Cryopreservation-Induced Changes in Protamine Levels and DNA Fragmentation in Alpaca Spermatozoa.

Abstract

Cryopreservation is known to destabilise spermatozoa and is associated with deficiencies in protamine levels and increased DNA fragmentation, which can reduce fertility in various species. The objective of this study was to evaluate the impact of cryopreservation on protamine levels and DNA fragmentation in alpaca spermatozoa. A total of 108 testicles/epididymides were collected from a slaughterhouse and sperm were recovered from the cauda epididymis. Only samples meeting the criteria of > 10 g in weight, > 3 cm in length, > 30% motility, and > 50 million spermatozoa/mL were processed. Sixty samples (n = 60) were suitable for cryopreservation: 30 were used to assess protamine levels, and 30 to evaluate DNA fragmentation.
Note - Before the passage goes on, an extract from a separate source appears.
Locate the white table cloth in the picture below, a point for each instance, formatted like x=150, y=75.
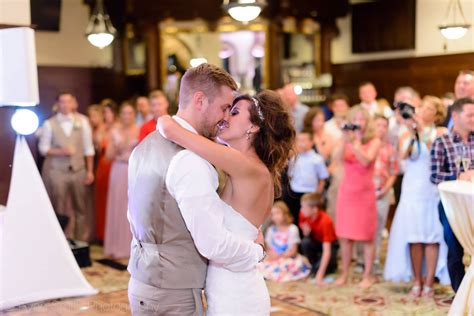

Assessments were conducted both before and after cryopreservation using imaging flow cytometry. Protamine levels were assessed with chromomycin A3 (CMA3, 0.25 mg/mL), where fluorescence inversely correlates with protamination levels. The TUNEL assay was used to analyse DNA fragmentation, following fixation with 0.4% formaldehyde and permeabilisation with 0.8% Triton X-100. Results showed a significant decrease in CMA3 mean fluorescence after cryopreservation (288.19 ± 145.53 mFL vs. 68.54 ± 51.25 mFL, p < 0.05) and an increase in DNA fragmentation (2.98 ± 2.39 vs. 9.45 ± 15.43, p < 0.05). In conclusion, cryopreservation decreases CMA3 fluorescence, related to a possible increase in protamination, and increases DNA fragmentation in alpaca spermatozoa.